Sai che non sono una letterata, ma una semplice cittadina del mondo... quindi ti darò il parere di una comune lettrice. O meglio, ciò che il tuo scritto mi ha fatto provare.
Mi piace la forza e rabbia che ci metti, sempre utilizzando parole soppesate e terse… sono portata a pensare che è una donna la protagonista che scrive questa lettera d’addio.
*La mia anima brama qualcosa di troppo grande per me, che non riesco a sentire né a condividere* qui mi dai una “piastrina del puzzle”… penso all’amore non condiviso, ma bensì unilaterale.
* Il sottobosco dei sentimenti è il primo a prender fuoco, sempre; il ghiaccio brucia, le ultime foglie stanno ancora a terra a ricordarmi che è meglio che dimentichi.* e qui un altro passaggio presagio di capitolazione e rinuncia.
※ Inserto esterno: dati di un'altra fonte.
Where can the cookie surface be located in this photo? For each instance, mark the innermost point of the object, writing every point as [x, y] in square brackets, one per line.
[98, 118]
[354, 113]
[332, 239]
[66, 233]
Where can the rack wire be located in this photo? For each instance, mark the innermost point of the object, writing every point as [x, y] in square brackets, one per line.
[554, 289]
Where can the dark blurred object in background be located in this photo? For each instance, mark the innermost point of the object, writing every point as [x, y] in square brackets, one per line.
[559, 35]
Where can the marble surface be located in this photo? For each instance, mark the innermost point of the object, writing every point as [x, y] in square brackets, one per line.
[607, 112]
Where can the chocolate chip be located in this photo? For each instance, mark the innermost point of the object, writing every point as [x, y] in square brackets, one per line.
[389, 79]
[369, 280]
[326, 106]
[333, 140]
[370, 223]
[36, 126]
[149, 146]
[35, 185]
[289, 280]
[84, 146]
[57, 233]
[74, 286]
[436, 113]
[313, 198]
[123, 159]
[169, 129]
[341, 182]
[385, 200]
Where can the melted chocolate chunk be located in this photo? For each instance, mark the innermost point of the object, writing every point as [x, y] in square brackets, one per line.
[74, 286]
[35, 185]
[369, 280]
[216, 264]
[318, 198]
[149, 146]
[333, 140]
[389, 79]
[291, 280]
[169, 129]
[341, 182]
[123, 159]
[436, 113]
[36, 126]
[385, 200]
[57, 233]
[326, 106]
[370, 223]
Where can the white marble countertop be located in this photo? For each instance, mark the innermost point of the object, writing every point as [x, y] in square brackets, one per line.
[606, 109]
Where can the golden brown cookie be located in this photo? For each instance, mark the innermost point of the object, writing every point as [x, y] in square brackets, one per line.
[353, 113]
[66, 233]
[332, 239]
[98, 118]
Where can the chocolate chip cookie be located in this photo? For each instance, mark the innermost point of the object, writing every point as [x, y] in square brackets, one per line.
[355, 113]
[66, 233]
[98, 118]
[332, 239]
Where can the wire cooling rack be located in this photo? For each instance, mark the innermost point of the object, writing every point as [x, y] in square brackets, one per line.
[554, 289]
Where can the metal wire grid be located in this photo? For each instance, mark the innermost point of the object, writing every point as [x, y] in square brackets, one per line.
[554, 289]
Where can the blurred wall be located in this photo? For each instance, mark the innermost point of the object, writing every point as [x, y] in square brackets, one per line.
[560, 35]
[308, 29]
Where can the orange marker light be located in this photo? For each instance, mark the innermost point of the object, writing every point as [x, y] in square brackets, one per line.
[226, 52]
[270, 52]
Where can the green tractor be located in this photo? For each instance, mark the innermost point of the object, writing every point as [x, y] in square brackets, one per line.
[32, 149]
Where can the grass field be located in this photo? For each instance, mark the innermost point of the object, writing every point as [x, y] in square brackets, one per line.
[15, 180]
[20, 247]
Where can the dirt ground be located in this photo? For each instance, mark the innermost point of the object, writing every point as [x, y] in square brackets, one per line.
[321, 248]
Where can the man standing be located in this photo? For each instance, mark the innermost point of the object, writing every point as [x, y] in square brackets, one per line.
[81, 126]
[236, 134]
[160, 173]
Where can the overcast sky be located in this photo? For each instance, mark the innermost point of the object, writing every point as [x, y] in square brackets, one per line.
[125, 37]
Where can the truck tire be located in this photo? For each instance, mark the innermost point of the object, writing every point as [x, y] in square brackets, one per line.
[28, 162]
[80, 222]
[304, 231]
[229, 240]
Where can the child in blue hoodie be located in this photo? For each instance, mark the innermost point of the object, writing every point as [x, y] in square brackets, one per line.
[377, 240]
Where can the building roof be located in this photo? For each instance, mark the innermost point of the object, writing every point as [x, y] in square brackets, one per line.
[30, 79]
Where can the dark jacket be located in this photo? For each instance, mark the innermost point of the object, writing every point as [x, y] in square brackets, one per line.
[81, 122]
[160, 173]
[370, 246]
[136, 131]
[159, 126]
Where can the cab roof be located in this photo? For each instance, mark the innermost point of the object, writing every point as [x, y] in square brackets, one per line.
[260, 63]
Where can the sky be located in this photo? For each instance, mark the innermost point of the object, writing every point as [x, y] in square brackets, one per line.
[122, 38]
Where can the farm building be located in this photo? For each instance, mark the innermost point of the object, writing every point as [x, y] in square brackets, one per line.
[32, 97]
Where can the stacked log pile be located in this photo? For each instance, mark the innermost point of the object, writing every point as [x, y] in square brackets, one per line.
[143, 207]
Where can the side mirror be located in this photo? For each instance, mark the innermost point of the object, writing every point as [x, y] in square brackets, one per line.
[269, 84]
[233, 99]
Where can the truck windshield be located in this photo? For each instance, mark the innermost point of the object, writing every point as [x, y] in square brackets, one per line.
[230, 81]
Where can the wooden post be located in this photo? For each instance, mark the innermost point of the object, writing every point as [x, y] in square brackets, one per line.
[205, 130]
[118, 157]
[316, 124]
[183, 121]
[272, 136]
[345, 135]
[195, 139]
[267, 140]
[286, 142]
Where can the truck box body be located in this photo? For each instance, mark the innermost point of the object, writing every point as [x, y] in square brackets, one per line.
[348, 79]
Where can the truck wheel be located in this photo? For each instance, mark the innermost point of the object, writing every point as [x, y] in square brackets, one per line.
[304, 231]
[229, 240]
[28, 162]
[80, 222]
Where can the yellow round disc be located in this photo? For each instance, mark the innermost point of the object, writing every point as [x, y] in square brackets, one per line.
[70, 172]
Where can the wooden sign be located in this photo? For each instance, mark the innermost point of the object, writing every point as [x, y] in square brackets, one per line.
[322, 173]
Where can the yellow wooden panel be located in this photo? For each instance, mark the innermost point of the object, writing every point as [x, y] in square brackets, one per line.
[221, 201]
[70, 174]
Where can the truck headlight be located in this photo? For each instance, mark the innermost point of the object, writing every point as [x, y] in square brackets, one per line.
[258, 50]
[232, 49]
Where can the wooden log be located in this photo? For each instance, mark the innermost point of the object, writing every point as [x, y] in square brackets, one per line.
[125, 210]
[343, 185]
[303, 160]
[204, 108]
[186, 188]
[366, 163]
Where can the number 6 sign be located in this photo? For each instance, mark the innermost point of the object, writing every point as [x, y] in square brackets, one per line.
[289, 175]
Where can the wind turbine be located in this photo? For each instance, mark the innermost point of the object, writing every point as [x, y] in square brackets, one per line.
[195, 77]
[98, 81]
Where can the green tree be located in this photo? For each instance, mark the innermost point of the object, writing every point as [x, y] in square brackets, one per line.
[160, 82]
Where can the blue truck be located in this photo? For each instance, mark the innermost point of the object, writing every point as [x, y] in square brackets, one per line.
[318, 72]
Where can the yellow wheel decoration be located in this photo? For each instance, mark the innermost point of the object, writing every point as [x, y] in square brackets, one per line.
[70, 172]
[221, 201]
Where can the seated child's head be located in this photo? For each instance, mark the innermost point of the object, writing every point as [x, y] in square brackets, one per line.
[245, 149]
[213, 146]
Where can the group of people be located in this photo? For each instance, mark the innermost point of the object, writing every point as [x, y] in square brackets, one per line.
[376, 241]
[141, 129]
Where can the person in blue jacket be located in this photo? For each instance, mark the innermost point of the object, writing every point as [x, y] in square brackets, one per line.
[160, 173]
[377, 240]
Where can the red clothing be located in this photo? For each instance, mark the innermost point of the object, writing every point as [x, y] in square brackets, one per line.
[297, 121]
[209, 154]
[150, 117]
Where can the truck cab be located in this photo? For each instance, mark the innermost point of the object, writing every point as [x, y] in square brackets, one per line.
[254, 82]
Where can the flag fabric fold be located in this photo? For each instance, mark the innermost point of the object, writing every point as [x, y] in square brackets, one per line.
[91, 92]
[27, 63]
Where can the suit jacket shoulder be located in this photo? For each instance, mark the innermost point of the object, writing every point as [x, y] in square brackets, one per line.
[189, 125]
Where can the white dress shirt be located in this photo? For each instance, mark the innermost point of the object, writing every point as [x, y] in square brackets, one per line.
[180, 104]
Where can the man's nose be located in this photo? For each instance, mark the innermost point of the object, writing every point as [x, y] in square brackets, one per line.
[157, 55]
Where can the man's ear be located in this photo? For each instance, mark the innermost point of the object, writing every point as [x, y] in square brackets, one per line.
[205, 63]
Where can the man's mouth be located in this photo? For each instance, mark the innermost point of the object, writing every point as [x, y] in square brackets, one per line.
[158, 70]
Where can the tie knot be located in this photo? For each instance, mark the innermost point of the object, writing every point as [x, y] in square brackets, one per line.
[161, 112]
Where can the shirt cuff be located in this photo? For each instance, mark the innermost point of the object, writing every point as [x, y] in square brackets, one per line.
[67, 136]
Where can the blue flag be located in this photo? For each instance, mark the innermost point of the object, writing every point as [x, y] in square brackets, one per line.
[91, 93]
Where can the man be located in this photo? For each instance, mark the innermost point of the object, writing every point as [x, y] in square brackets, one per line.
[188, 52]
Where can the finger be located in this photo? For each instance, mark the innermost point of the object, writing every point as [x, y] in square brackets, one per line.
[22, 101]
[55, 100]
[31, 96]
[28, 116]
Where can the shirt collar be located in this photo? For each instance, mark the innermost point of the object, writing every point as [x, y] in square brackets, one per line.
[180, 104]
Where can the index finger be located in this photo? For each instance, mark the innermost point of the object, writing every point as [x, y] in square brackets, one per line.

Dove il fuoco della bramosia e passione arde… paragonandolo al fuoco reale che rimane ad ardere a lungo nell’incendio di un bosco, covando tra il sottobosco e sterpaglia.
Complimenti, penso proprio che il “pensierino” di unire pittura e parole lo dovresti fare sul serio…
Un forte abbraccio
;-) claudine

Arianna ha detto...

Non è autobiografico...ho fatto in modo che chi parlava potesse essere sia un uomo che una donna. Sono prose che rappresentano momenti, e quei momenti possono appartenere a chiunque...sei brava come critica, un grosso ciao da Arianna

rosy ha detto...

Arianna! Che sorpresa che sei nella nuova versione, sono d'accordo con claudine, dovresti unire pittura e parole anch'io ti dico di farlo sul serio.